People voted for the $15 minimum wage, which means they accepted that prices will go up. Raise the prices on the menu to cover the higher salary costs, let people tip what they want for the service they got. Putting s service charge in and eliminate tips is a bad idea. Too murky as to how much will be going to employees and to easy for wage theft.
@17 My suggested tip out for the busser today was $23, in case you were curious. For two fucking weeks of work. I don't care if she's slower than molasses in January and doesn't seem to understand the importance of keeping people hydrated, she should still be able to buy groceries. I don't have to ask about the breakdown because I'm reminded every two weeks how broken our system is.
@23, the people in SeaTac voted for the $15 minimum wage. Here in Seattle, elected representatives cast their votes.
Many restaurants owners in Washington such as Arnies charge their waitresses for the credit card fees that they, the restaurant owner, pays to Visa, MasterCard, Amex etc just for the ability to use those cards. So next time you pay with a credit card at Arnies know that a percentage of your tip is going directly into the owner's pocket, not the wait staff's. Why this is legal and not legally required to be disclosed seems very predatory to me.
@ 27&28
Just a little clarity on what you're saying and what your article is saying. Some restaurants charge the credit card processing fees for tips not for all credit card transaction charges. The range is between 1-3% so let's just assume it's 2%. So a server that gets a $5 tip might have a 2% fee put on it and get $4.90 after its all done. I don't have an opinion on the practice, I just wanted the correct information out there.

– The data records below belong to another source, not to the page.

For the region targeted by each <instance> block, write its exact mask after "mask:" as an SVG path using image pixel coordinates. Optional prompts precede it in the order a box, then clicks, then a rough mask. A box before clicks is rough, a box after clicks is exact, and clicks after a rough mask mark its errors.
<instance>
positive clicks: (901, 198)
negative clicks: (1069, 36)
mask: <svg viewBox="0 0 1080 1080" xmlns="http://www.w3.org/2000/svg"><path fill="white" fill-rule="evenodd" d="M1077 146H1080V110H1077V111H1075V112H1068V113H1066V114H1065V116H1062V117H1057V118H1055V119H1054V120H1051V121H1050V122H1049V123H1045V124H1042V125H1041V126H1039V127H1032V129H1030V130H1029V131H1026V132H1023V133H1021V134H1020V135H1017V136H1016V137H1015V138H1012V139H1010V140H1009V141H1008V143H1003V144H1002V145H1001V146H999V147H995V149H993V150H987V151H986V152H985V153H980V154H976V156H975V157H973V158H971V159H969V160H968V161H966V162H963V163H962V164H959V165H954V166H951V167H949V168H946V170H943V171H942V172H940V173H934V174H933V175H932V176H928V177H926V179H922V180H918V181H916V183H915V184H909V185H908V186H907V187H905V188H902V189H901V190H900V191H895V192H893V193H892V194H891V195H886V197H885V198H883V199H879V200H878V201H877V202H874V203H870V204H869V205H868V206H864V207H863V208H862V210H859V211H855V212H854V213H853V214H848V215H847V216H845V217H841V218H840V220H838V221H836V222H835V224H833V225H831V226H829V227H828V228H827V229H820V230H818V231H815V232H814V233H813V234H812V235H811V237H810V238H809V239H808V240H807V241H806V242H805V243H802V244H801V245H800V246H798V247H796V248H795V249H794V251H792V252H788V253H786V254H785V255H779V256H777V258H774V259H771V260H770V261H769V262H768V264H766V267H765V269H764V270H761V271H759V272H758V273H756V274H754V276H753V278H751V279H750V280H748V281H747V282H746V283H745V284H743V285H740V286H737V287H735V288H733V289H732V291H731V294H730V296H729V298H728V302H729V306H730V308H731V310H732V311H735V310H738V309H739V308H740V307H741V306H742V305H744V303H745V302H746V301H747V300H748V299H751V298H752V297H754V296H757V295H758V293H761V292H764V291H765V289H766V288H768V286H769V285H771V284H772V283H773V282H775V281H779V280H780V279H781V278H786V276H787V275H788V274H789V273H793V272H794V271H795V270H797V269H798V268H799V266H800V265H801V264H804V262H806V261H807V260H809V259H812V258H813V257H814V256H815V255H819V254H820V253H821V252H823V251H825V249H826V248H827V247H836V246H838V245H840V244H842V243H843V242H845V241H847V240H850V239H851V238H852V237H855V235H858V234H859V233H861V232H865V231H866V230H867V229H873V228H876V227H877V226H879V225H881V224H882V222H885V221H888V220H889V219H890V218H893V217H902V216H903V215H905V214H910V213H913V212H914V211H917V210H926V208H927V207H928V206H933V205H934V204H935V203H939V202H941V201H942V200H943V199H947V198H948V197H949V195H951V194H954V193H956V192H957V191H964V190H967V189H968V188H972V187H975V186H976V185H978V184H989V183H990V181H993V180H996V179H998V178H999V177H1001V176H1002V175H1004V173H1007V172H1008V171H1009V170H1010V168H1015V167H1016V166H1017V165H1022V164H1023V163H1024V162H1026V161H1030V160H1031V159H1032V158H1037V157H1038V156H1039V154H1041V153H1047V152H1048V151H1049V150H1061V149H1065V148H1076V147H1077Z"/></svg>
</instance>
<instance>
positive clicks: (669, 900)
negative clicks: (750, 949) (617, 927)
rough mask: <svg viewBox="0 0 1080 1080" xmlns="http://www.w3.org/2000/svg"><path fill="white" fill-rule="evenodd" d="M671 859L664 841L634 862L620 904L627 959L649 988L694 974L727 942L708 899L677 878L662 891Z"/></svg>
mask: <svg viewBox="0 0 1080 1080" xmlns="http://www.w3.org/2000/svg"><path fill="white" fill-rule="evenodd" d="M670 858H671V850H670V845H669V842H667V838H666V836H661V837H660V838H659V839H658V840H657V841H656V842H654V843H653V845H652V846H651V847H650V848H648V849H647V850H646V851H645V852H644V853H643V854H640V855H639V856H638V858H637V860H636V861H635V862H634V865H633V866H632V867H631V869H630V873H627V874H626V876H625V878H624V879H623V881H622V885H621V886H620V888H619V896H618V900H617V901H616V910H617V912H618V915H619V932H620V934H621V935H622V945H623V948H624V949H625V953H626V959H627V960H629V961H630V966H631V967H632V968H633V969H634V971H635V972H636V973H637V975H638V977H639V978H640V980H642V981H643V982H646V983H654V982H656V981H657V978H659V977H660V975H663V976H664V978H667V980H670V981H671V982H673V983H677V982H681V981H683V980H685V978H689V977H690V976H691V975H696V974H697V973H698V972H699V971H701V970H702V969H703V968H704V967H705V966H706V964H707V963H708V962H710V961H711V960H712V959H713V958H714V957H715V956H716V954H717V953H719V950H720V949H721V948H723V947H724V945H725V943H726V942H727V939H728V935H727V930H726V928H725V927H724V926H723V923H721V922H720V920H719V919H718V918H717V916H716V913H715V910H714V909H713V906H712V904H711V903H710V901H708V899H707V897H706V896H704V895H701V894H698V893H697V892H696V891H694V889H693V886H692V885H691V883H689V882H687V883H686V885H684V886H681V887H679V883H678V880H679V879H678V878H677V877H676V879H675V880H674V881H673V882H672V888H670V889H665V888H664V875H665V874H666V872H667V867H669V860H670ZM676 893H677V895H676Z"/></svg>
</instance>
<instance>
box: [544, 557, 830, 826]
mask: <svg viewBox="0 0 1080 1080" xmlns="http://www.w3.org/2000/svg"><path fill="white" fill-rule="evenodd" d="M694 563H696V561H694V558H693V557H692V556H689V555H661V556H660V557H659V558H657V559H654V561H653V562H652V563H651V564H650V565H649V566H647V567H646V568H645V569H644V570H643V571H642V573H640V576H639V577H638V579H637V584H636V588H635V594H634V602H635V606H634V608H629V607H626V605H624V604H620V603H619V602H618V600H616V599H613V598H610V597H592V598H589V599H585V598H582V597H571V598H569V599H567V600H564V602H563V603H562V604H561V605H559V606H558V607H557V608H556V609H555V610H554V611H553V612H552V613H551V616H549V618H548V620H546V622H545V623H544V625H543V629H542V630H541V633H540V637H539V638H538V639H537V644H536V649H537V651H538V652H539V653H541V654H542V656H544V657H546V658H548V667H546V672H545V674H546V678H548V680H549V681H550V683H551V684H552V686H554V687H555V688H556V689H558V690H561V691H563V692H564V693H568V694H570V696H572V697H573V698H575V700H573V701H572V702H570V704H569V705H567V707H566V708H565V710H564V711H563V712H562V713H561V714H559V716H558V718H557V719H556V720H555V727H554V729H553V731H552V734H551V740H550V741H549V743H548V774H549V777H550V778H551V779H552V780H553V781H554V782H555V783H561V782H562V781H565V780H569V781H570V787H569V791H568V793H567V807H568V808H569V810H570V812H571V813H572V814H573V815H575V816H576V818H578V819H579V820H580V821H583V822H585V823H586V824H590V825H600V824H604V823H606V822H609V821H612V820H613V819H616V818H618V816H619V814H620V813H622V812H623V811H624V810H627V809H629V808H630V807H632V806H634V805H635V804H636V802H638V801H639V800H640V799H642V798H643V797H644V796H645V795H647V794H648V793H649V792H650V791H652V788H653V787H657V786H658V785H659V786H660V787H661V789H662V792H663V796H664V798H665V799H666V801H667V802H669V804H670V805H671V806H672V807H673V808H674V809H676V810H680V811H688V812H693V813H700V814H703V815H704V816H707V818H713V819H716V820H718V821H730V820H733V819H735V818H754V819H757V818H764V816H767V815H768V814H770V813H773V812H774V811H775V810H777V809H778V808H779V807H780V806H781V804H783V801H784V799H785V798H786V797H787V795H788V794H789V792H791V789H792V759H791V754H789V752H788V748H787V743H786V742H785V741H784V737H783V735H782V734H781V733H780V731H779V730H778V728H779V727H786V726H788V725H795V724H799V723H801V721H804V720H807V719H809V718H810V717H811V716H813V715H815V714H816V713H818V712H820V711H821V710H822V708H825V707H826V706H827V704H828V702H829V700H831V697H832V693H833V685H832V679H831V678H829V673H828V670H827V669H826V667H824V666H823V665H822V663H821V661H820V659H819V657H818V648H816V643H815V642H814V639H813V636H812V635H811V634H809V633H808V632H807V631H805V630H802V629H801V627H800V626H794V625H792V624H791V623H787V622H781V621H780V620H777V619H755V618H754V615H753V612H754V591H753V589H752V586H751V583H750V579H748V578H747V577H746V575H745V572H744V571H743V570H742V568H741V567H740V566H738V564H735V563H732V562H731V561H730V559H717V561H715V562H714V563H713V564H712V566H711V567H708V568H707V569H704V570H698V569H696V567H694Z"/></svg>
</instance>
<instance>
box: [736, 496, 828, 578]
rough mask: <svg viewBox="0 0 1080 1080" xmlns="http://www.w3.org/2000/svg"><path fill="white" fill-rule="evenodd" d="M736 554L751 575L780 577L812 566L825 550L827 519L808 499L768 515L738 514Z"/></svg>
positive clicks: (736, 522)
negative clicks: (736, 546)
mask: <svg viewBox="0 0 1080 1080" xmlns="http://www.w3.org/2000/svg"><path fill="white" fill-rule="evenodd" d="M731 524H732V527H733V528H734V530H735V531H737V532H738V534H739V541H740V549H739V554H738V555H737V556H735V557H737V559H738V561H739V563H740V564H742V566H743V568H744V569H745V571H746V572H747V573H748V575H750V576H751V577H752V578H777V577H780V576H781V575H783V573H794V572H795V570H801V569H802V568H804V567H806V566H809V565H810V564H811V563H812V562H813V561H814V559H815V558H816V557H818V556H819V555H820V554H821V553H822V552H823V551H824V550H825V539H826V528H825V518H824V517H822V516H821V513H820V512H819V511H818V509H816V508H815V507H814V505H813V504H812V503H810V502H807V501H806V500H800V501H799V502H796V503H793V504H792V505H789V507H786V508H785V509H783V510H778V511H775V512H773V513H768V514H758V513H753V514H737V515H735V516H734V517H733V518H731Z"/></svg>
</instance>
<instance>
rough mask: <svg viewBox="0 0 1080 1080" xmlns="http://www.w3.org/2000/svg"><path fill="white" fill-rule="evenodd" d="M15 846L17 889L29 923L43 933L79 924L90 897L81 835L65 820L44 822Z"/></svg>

29 - if you pay with a visa at aries your waitress is being fined for it. Spin it as you may.
I guess that's a question of opinion, you opinion is that they are. The other side is, should the restaurant pay for a server's tip to be processed? Every time a server gets a credit card tip the business loses money that they wouldn't if the customer paid in cash. And like I said, I don't have an opinion but idiot was me I'd probably just follow along what the others are doing about it.
Sorry, if it was me. Not idiot was me
I don't work there. Know someone who did. It just seems that if the owner is saving the time it takes to use cash or check then they are making more because they save on hourly labor costs. The waitress shouldn't have to absorb the costs of that benefit to the owner. And if they do it should be legally required for it to be clearly posted. Imo
The wait staff are benefiting too. A person can tip potentially more freely on a card than with whatever "extra" cash they might have on them. I suspect that's worth the credit card fee to everyone on the restaurant side.